また、制御装置通信部はセンター装置の他に携帯電話やパソコン等と通信可能な機能を有していてもよい。例えば、総電力使用量に関する予測値が目標デマンド値を超過したときに携帯電話等に報知メールを配信するためのメール自動生成部を別途設け、生成されたメールを記憶装置等に保持されたメールアドレステーブルを参照して、メールサーバーにメールを送信する、といった構成も考えられる。
「目標デマンド値変更部」は、センター装置からの制御命令に基づいて目標デマンド値を変更する機能を有する。ここで、センター装置から制御命令を受信した場合には、目標デマンド値が変更されたことを表示出力又は音声出力、警告ランプの出力をすることも可能であるし、目標デマンド値の一定期間(例えば過去一年)の値の変化が分かるように表示出力をすることも可能である。
<センター装置の具体的な構成>
図22は、上記センター装置の機能的な各構成要件をハードウェアとして実現した際の、構成の一例を表す概略図である。この図を利用して、それぞれのハードウェア構成部の働きについて説明する。
この図にあるように、センター装置は、「CPU」2201は、「記憶装置(記憶媒体))」2202と、「メインメモリ」2203と、「ディスプレイ」2204と、「通信装置」2205と、「操作入力装置」2206とを備える。上記の構成は、「システムバス」2207のデータ通信経路によって相互に接続され、情報の送受信や処理を行う。
CPUは変更情報取得プログラムを読み出して、制御装置の目標デマンド値を変更するための操作入力を受け付けたか否か判断するための処理を行い、処理結果をメインメモリの所定のアドレスに格納する。
次にCPUは制御命令出力プログラムを読み出して、変更情報取得プログラムの処理結果を利用して制御装置に保持されている目標デマンド値を変更するための変更制御命令を通信装置を介して制御装置に送信する。
<制御装置の具体的な構成>
本実施例の省エネシステムを構成する制御装置のハードウェア構成は、基本的に図3を用いて説明した実施例1の制御装置のハードウェア構成と共通する。ただし、本実施例の制御装置は、センター装置からの制御命令に基づいて目標デマンド値を変更することが可能である。

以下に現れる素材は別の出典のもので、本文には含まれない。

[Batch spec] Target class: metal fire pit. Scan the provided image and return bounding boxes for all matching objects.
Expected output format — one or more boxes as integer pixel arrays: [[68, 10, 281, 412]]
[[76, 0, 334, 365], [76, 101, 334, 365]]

CPUは遠隔制御プログラムを読み出しておき、通信装置を介してセンター装置から目標デマンド値を変更するための制御命令を受信した場合は、記憶装置に保持されている目標デマンド値を新たな目標デマンド値に書き換えるための処理を実行する。
<処理の流れ>
図23は、本実施例の省エネシステムを構成する制御装置及びセンター装置の目標デマンド値の変更に関する処理の流れの一例を示す図である。同図の処理の流れは以下のステップからなる。まず、ステップS2301では、制御装置の目標デマンド値保持部に保持されている目標デマンド値の変更必要性を示す変更情報をセンター装置が取得する。次にステップS2302では、取得された変更情報に応じて制御装置の目標デマンド値を変更するための制御命令をセンター装置がセンター装置通信部を介して出力する。ステップS2303では、センター装置からの制御命令に基づいて制御装置が目標デマンド値を変更するその他の処理を制御装置は行うことが可能であるが、実施例1の図で説明した処理の流れと共通するため、説明は省略する。
<効果>
本実施例の省エネシステムにより、実施例1の効果に加えて、制御装置の目標デマンド値をセンター装置の遠隔操作により変更可能であるため、目標デマンド値を下げて省エネモードに移行させやすくすることができ、空調装置の利用者の省エネ意識の向上させることが可能になる。
0100 省エネシステム
0101 空調装置
0102 電力計
0103 制御装置
0200 制御装置
0201 総電力使用量取得部
0202 目標デマンド値保持部
0203 制御部
0204 総電力使用量予測部
0205 時間保持部
2100 センター装置
2101 センター装置通信部
2102 変更情報取得部
2103 制御命令出力部

Claims (8)

  1. 室外機と室内機とからなる複数の空調装置と、その複数台分の電力使用量を電力計を介して監視して一部の空調装置の室外機のON/OFF動作を制御可能な制御装置とからなる省エネシステムであって、
    全空調装置の総電力使用量を電力計を介して取得する総電力使用量取得部と、
    総電力使用量の目標値である目標デマンド値を保持する目標デマンド値保持部と、
    取得した総電力使用量から近い将来の総電力使用量を予測する総電力使用量予測部と、
    予測された近い将来の総電力使用量が目標デマンド値を超過する場合に、全空調装置の中の一部の空調装置の室外機を所定時間OFF制御して、対応する室内機を温調なしの送風状態とする制御部と、
    前記OFF制御する所定時間を示す情報である所定時間情報を保持する時間保持部と、
    からなる制御装置を有する省エネシステム。
  2. 所定時間のOFF制御が終了した後の一定の時間内に総電力使用量予測部で予測された近い将来の総電力使用量が目標デマンド値を超過する場合に、空調装置の利用者に対して空調装置に対する省エネ操作を促すための報知をする報知部をさらに有する請求項1に記載の省エネシステム。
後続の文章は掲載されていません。